June 26, 2000, Monday, Final Edition

SECTION: EDITORIAL; Pg. A18

LENGTH: 264 words

HEADLINE: Stopping the Patent Clock

BODY:


NOBODY LIKES to see an established income stream stop flowing into one's bank account, and the holders of lucrative patents are no exception. The latest example is Columbia University, which, realizing that its enormously profitable patent on a biological drug-making process called "cotransformation" was about to run out, turned to friends in Congress for an extension. The university pleads that the income from the patent goes to much-needed research and development and that the extension it seeks, likely to be about 15 months, would generate an extra $ 70 million to $ 100 million for this laudable purpose. Columbia's allies have sought to slip the extension measure first into a stalled agriculture appropriation bill and then into a military construction bill now in conference.

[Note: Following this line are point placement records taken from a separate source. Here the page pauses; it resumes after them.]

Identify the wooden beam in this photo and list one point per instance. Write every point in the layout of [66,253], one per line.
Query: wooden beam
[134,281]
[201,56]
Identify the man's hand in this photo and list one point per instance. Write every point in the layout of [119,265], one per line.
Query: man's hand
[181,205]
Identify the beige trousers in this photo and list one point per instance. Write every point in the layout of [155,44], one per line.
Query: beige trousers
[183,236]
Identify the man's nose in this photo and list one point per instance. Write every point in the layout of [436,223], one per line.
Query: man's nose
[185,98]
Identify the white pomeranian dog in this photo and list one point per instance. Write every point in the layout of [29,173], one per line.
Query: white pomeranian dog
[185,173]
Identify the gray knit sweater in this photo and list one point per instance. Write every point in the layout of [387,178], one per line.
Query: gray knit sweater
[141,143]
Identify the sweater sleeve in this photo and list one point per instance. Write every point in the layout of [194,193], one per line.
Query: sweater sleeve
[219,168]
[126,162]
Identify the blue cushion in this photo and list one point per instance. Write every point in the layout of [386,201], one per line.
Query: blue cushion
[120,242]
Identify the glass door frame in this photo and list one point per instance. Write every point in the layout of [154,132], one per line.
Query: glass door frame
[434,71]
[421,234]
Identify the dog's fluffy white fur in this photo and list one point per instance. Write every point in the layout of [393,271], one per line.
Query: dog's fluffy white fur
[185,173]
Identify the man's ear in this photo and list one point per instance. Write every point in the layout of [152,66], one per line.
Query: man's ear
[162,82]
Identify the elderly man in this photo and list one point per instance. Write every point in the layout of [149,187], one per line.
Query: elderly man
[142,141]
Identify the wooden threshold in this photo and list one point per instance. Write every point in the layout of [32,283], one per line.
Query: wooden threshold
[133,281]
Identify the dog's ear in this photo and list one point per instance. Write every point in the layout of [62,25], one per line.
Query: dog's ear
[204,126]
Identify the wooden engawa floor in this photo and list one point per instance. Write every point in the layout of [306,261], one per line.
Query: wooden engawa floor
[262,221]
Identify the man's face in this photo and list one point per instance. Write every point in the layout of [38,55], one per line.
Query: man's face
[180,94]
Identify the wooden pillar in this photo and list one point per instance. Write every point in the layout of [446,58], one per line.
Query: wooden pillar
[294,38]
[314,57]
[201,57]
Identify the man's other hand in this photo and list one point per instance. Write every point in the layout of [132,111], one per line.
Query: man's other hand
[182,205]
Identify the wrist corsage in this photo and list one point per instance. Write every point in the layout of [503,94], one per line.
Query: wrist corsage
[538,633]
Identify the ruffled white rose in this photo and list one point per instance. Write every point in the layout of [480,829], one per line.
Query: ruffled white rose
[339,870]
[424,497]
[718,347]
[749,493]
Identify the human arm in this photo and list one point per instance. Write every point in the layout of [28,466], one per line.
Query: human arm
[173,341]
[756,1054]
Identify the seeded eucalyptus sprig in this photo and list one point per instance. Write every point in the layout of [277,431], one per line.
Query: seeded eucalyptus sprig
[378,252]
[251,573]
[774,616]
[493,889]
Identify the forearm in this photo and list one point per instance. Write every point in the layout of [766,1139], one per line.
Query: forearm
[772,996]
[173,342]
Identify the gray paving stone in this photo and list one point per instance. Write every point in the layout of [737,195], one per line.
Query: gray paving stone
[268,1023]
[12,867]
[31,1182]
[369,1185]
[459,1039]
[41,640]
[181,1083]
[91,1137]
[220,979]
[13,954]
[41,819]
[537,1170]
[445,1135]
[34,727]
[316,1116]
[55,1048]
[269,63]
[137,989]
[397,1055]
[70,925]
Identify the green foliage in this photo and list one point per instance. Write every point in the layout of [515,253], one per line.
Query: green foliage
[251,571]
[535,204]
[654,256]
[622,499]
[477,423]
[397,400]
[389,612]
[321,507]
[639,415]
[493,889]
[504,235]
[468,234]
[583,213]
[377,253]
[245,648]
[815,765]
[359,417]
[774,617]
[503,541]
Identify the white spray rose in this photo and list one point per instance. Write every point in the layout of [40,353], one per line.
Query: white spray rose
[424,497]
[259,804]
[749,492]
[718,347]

But eroding the nature of patents in this way is dangerous. Patents are meant to balance the broad public interest in access to new inventions with the incentive of individuals to invent. Patents run a set period of time, usually 17 years. While they run, patent holders can make any deals that seem best to them--as Columbia did by licensing its process to some 12 to 14 drugs and drawing royalties of one percent on each. Then patent holders are supposed to relinquish rights, and let the broad market in. Columbia isn't the first patent holder to hope Congress will help it stave off that inevitability--the drug company Schering-Plough has been trying for months to get similar service on its lucrative Claritin patent. But it's a favor Congress should resist giving.